In the recent case (Blackwell v. Kwok) the Defendant sought an order at a Case Planning Conference requiring the Plaintiff to disclose the specialty of the expert witness(es) the Plaintiff intends to rely on. The Court refused to make this order finding it would trump the privilege in the Plaintiff’s counsel’s solicitor’s brief. In dismissing the request Mr. Justice Funt provided the following reasons:
[11] Plaintiff’s counsel referred me to the Court’s decision in Nowe v. Bowerman, 2012 BCSC 1723. In Nowe, the defendant proposed that each party be limited to one expert each and that the plaintiff advise the defendant of the area of expertise by November 17, 2012, approximately ten months before the scheduled trial. The Court denied the application:
[10] The area of expertise of an intended expert witness is a matter of trial strategy. Trial strategy is a key component of a solicitor’s brief. It may well evolve as plaintiff’s counsel builds a case and makes decisions based upon a myriad of factors and considerations. Intentions may change as the process unfolds over time.
[11] In my view, unless and until the intention to rely upon a particular expert in a particular field is declared by delivery of a report in accordance with the timelines established by the Rules, in the absence of a compelling reason an early incursion into this aspect of the solicitor’s brief will not be justified.
[12] That being said, there may well be cases in which a departure from the usual timelines can be justified. For example, in complex cases such as those involving brain injuries as a matter of fairness it may be necessary to provide defence counsel with a longer period than would be available under the usual regime in order to schedule appointments with certain kinds of experts. …
[12] I note that in Nowe, the plaintiff argued that it was “not the kind of case in which a long period is required in advance of an appointment being made with a certain type of expert” (para. 7). Although possibly a longer period may be justified in some cases, I am not satisfied that a “departure from the usual timelines can be justified” in the case at bar.

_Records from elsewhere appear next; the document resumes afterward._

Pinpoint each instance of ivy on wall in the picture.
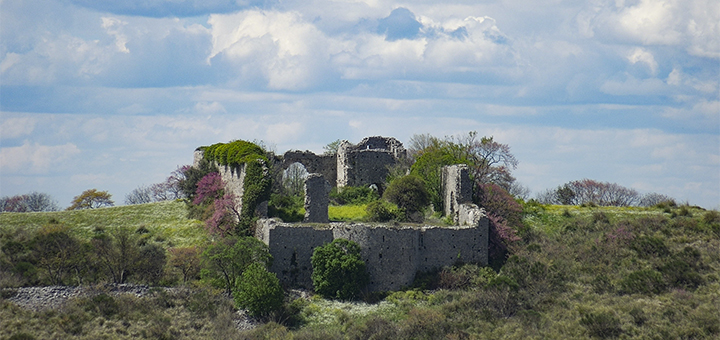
[198,140,272,233]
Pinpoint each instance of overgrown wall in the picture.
[256,218,488,291]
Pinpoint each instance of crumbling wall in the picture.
[280,150,337,185]
[336,136,406,187]
[441,164,472,223]
[303,174,330,223]
[256,218,488,291]
[255,219,333,289]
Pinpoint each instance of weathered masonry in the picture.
[255,165,489,291]
[256,218,488,291]
[194,137,489,291]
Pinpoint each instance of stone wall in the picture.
[304,174,330,223]
[256,218,488,291]
[280,150,337,185]
[336,136,406,188]
[193,150,246,211]
[441,164,472,223]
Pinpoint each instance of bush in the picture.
[310,239,370,300]
[365,200,405,222]
[630,236,670,258]
[580,312,622,339]
[383,175,430,214]
[330,187,380,205]
[620,269,665,295]
[233,263,283,316]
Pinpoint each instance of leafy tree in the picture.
[67,189,115,210]
[193,172,225,205]
[233,262,284,316]
[92,227,140,283]
[0,191,60,212]
[538,178,640,207]
[205,193,240,237]
[365,200,405,222]
[310,239,370,300]
[473,183,522,267]
[131,244,167,285]
[200,236,272,295]
[410,131,518,211]
[125,186,154,205]
[33,224,83,285]
[383,175,430,220]
[177,159,218,202]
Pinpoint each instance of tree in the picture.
[0,191,59,212]
[410,131,518,211]
[473,183,523,265]
[310,238,370,300]
[383,175,430,217]
[92,227,140,283]
[538,178,641,207]
[323,139,342,155]
[67,189,115,210]
[125,186,154,205]
[200,236,272,296]
[33,224,83,285]
[233,262,284,316]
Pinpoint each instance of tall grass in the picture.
[0,201,207,247]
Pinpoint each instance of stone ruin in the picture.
[194,136,489,291]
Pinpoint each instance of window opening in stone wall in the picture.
[282,162,308,196]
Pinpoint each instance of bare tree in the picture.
[0,191,59,212]
[67,189,115,210]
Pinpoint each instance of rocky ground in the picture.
[2,284,150,311]
[1,284,270,330]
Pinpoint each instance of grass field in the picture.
[0,201,207,247]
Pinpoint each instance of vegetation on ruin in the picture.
[0,202,720,339]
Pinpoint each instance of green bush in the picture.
[580,312,622,339]
[620,269,665,295]
[365,200,405,222]
[630,236,670,258]
[310,239,370,300]
[383,175,430,214]
[330,187,380,205]
[233,263,284,316]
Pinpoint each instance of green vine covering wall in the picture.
[198,140,272,234]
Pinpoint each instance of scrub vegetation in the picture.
[0,134,720,339]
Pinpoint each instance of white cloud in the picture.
[628,47,658,75]
[101,17,130,53]
[0,141,80,175]
[208,10,332,90]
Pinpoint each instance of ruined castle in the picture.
[194,136,489,291]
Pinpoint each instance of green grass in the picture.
[0,201,207,247]
[328,204,367,221]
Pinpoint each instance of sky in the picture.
[0,0,720,209]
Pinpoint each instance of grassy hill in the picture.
[0,202,720,339]
[0,201,207,247]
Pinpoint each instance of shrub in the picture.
[383,175,430,214]
[630,236,670,258]
[580,311,622,339]
[620,269,665,295]
[365,200,405,222]
[233,263,283,316]
[330,187,380,205]
[310,239,370,300]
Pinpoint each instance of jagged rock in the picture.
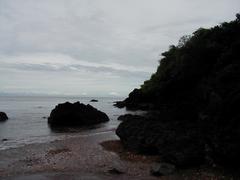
[48,102,109,126]
[113,101,125,108]
[0,112,8,121]
[90,99,98,102]
[118,114,142,121]
[150,163,176,176]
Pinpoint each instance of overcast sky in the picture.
[0,0,240,96]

[13] In my view, the defendants’ application should be rejected. I see no prejudice if the normal rules for delivery of expert reports apply. If the defendants choose to retain an expert to conduct an independent medical examination and prepare a report based on the plaintiff’s pleaded injuries, but no psychological injury is alleged at trial, an appropriate award of costs will afford the defendants the necessary relief.
[14] Not surprisingly, I cannot state matters better than Chief Justice McEachern in Hodgkinson: “While I favour full disclosure in proper circumstances, it will be rare, if ever, that the need for disclosure will displace privilege”.
[15] The Court declines to make the order sought.